At the opening of the event, Deputy Secretary-General Jan Eliasson reminded youth delegates about the large responsibility that falls upon their generation:

“I ask you to take an active role in your societies. Engage your friends and colleagues. Commit your leaders and societies to action,” Eliasson said. “The UN needs your talent and energy to mobilize all in order to achieve the SDGs by 2030.”

Wu Hongbo, UN Under-Secretary-General for Economic and Social Affairs also echoed the instrumental role of youth in the success of the agenda.

“From employment to peace building, from volunteerism to electoral participation, from digital activism to sport, youth engagement in every aspect of life is critical to sustainable development,” he said.

ECOSOC Youth Forum 2In line with Sustainable Development Goal 8, and addressing the continuous alarming level of youth unemployment globally, the International Labour Organization used the youth forum as a platform to launch the new UN Global Initiative on Decent Jobs for Youth, aiming to generate quality employment for young people and assist in the transition from school to work.
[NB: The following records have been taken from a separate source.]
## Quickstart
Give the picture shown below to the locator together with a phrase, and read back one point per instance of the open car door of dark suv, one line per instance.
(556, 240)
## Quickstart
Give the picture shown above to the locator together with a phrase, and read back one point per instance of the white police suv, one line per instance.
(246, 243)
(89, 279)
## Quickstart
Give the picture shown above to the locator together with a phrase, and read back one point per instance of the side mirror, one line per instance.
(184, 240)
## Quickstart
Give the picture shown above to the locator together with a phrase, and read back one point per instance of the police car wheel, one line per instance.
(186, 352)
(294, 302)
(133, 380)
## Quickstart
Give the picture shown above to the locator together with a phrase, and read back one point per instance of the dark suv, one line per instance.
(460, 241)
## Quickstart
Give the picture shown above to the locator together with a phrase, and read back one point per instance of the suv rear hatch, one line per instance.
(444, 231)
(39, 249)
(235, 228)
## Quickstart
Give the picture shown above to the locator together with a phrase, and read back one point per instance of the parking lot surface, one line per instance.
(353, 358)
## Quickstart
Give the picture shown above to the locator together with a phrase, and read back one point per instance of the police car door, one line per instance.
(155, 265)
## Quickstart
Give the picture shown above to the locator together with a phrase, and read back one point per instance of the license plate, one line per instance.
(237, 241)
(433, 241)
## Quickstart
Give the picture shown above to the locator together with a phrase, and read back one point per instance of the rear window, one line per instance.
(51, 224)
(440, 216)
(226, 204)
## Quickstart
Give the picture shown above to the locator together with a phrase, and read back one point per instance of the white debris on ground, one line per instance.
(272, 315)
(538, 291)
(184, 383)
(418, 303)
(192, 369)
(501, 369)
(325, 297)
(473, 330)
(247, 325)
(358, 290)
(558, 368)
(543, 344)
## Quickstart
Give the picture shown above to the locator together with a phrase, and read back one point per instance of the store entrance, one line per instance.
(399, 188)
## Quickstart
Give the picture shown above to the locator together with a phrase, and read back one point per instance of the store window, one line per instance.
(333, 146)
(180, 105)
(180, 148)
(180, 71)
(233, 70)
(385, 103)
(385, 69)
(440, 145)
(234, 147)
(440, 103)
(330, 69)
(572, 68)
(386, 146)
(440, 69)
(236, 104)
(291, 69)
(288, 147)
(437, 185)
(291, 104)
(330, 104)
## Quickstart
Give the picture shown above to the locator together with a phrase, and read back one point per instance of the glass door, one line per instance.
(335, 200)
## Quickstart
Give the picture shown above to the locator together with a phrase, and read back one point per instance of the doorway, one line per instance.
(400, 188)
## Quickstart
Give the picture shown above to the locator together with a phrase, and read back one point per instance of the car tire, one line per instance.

The initiative will establish a partnership between UN agencies, governments, the public and private sector, academic institutions and youth groups, finding a productive and lasting place for youth in the global economy.

“Your voices reflect the aspirations of young people everywhere,” Guy Ryder, Director-General of the International Labour Organization said, addressing the youth delegates in the room. “And your voices must be heard, and they must be acted upon.”

Worldwide, young people under the age of 24 are three times more likely to be unemployed than adults, and those who do have work are often not paid enough to escape poverty. This “working poverty” affects as many as 169 million young people.

As the generation that will play a large role in advocating an implementing the 2030 development agenda, youth representatives showed up to the forum with a strong sense of commitment to the goals.

“Youth today represent half of the world population,” UN Secretary-General''s Special Envoy on Youth Ahmad Alhendawi pointed out. “They bring innovation, they bring a sense of imagination. They bring also the determination and the energy of young people, and they bring fresh ideas on how we can tackle some of these problems.”

The youth forum, in its fifth session this year, turned out to be a powerful platform for brainstorming, passionate debate and informed discussion between youth representatives and policy makers. The discussions showed a strong willingness on the part of the youth to be recognized as actors of societal change, capable of moving the 2030 Agenda forward, provided that they are given space and some means for such involvement. Ministers and senior officials were also forthcoming in presenting national initiatives to give a voice to the youth.

After two days, the delegates returned to their home countries and their communities, bringing with them invaluable knowledge on how to be influential advocates for the development agenda that will aim to change the world over the next 15 years.

“Now comes the real test: making it happen, making it a reality,” Eliasson reminded the young leaders. “Our work begins with you now, with us together at the start of the first year of implementation.”